The Liberals weren't sure how to handle the Conservative proposal. Bob Rae argued that such an office should be expanded to consider other types of freedom. David McGuinty said Canadians "expect a strong separation of church and state in this country." Leader Michael Ignatieff said the proposal was "the kind of thing that ought to have the support of all sides in politics." But the damage may have been done. The Liberal failure to instantly recognize this issue's broader relevance contrasts with the Conservative championing of a matter intensely dear to evangelical hearts.

In a 2009 paper, Evangelical Fellowship of Canada authors Don Hutchinson and Rick Hiemstra argued that the story of evangelical voting in the 2000s is not one of evangelicals flocking to the Conservatives but how the Liberal Party drove them away by mocking of Stockwell Day and making anti-evangelical statements. While same-sex marriage and similar issues certainly played important roles as well, the larger point is that the Liberals needlessly polarized against evangelicals as a group, making more moderate centrists feel unwelcome in the party.

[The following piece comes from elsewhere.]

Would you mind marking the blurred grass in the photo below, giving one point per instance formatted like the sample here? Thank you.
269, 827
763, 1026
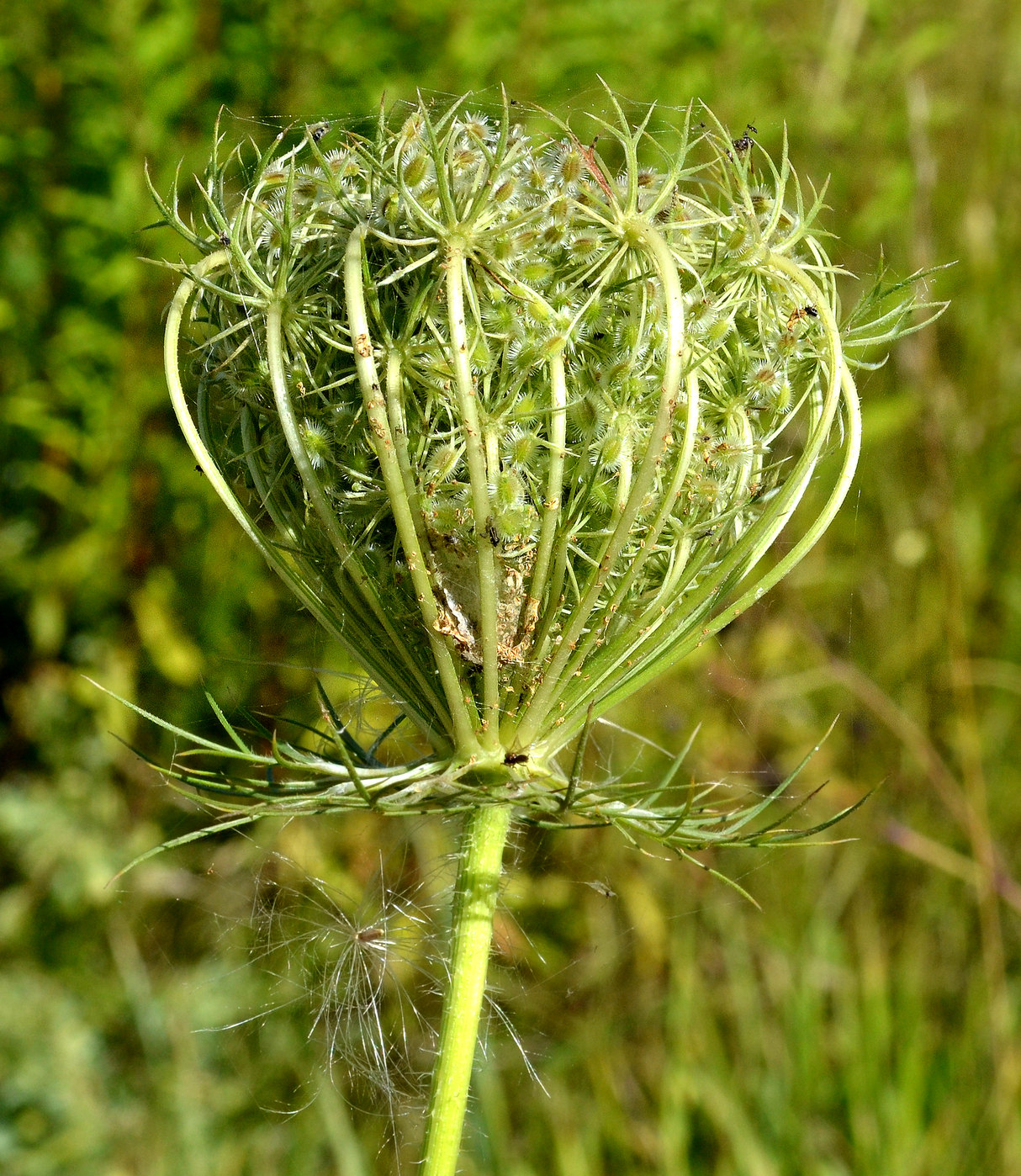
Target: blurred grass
866, 1020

The Liberals' confusion over an office of religious freedom shows they continue to fail to grasp evangelical thinking or an awareness of evangelical priorities. And the media's failure (with some minor exceptions) to link the Conservatives' election platform proposal to evangelicals and not just selected ethnic communities shows a similar blindness.

Stephen Harper has pledged not to reopen the issues of abortion and same-sex marriage. Yet, he still enjoys strong evangelical support because his party has shown that it gets evangelicals as a group, in a way that the Liberals - and much of the media - don't. There's a hidden agenda all right. But it's in plain sight.

Jonathan Malloy is a professor of political science at Carleton University.